An annual award for the best published work was named after him by the Media Management and Economics Division of the Association for Education in Journalism and Mass Communication in 2000 and the European Media Management Education Association presented him it 2010 award for lifetime contributions to the field.

==Selected bibliography==
- Robert G. Picard, “Limits of the First Amendment and Antitrust Law in Platform Governance and Media Reform,” First Amendment Law Review, 18(2):94-122 (2020).
- Robert G. Picard, “The Sisyphean Pursuit of Media Pluralism: European Efforts to Establish Policy and Measurable Evidence”, Communication Law and Policy, 22(3):255–273 (2017).
- Robert G. Picard. The Economics and Financing of Media Companies, 2nd edition. New York: Fordham University Press, 2011.
- Robert G. Picard. “A Note on Economic Losses Due to Theft, Infringement, and Piracy of Protected Works,” Journal of Media Economics, 17(3):207-217 (2004).
- Robert G. Picard. “Twilight or New Dawn of Journalism? Evidence from the Changing News Ecosystem,” Journalism Studies, 15(4): 1-11 (2014).
- Robert G. Picard. “Isolated and particularised: The state of contemporary media and communications policy research,” Javnost/The Public, 23(2):135-152 (2016).
- Robert G. Picard. “Money, Media, and the Public Interest,” pp. 337-350 in Geneva Overholser and Kathleen Hall Jamieson, eds. The Institutions of Democracy: The Press. Oxford University Press, 2005.
- Robert G. Picard. “The Challenges of Public Functions and Commercialized Media,” pp. 211-229 in Doris Graber, Denis McQuail, and Pippa Norris, eds. The Politics of News: The News of Politics. 2nd edition. Washington, DC: Congressional Quarterly Press, 2007.
- Robert G. Picard. “Funding Digital Journalism: The Challenges of Consumers and the Economic Value of News,” in Bob Franklin and Scott A. Eldridge II, eds. Routledge Companion to Digital Journalism Studies. London: Routledge, 2016.
- Robert G. Picard. “Financial Challenges of 24-Hour News Channels,” in Richard Sambrook and Stephen Cushion eds., The Future of 24-hour News: New Directions, New Challenges.

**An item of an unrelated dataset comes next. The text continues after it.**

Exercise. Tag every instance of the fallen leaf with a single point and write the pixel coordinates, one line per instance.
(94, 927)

London: Peter Lang, 2016.
- Robert G. Picard and John Busterna. Joint Operating Agreements: The Newspaper Preservation Act and Its Application. Norwood, N.J.: Ablex Publishing, 1993.
- Robert G. Picard and Charlie Karlsson, eds. Media Clusters: Spatial Agglomeration and Content Capabilities. Cheltenham: Edward Elgar Publishing, 2011.
- Robert G. Picard and Steven S. Wildman, eds. Handbook of the Economics of the Media. Cheltenham: Edward Elgar Publishing, 2015.
- Richard van der Wurff, Piet Bakker and Robert G. Picard. “Economic Growth and Advertising Expenditures in Different Media in Different Countries”, Journal of Media Economics, 21(1):28-52 (2008).